Our comparison uses only the extended transactions table. It has the following 21 columns:

Column Source table
trans_id trans
account_id trans
date trans
type trans
operation trans
amount trans
balance trans
k_symbol trans
bank trans
account trans
district_id account
frequency account
account_date account
card_type card
card_issued card
owner_birth client
owner_district_id client
owner_sex client
disponent_birth client
disponent_district_id client
disponent_sex client

To make the Mostly AI synthetic dataset, we used the free service available at mostly.ai. We used the subject-linked option, which captures the time series aspect of the data. We built a synthetic dataset with the same number of accounts (4500) and nearly the same number of rows (1059409) as the original table.

To make the CTGAN synthetic dataset, we used the SDV Python tool. SDV has options for synthesizing both time-series and non-time-series, but unfortunately we were unable to make a time-series dataset because our system did not have enough memory (the system had 1.5TB of memory, but this was not enough). Therefore, we used the non-time-series option to build a synthetic dataset with the same number of rows as the original table (1056320), but with around 10k accounts.

Both the Mostly AI and CTGAN datasets were built using system defaults.

How the comparison is and isn’t fair

The usage style of SynDiffix is different from that of other synthetic data tools. SynDiffix is designed to remain anonymous no matter how many different synthetic datasets are built from the original data. This allows us to build synthetic datasets containing only the columns of interest for the given analysis question. This maximizes accuracy. We built a separate SynDiffix synthetic dataset for each of the comparison examples.

By contrast, we built only a single transactions synthetic dataset each for Mostly AI and CTGAN. All of the comparison examples used these datasets.
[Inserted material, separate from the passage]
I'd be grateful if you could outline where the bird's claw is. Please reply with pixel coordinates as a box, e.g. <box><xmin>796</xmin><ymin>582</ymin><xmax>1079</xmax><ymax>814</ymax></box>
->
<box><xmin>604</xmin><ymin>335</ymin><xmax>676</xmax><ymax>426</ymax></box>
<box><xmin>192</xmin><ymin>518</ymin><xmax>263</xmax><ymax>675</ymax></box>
In principle, we could have also built separate datasets for each comparison example for Mostly AI and CTGAN. Doing so would have resulted in better accuracy (though probably still not as good as SynDiffix, as this paper shows). In this sense, the comparison is not apples-to-apples.

Nevertheless, we choose to make the comparison this way for the following reasons:

Synthetic data products are marketed as one-size-fits-all

Synthetic data products are marketed as one-size-fits-all: the promise is that a single dataset accurately captures the statistical characteristics of the original data. It seems fair to take this marketing at its word, and use it as it is designed to be used.

The privacy of synthetic data products erodes with multiple syntheses

Unlike SynDiffix, the anonymity of other synthetic data products weakens with each data synthesis, at least in theory. As such, a comparison of multiple SynDiffix synthetic datasets against a single Mostly AI or CTGAN synthetic dataset is fair from a privacy perspective. Whether generating a large number of synthetic datasets with other products results in real risks in practice is unknown, though it does seem unlikely that generating a relatively small number of datasets leads to practical risks.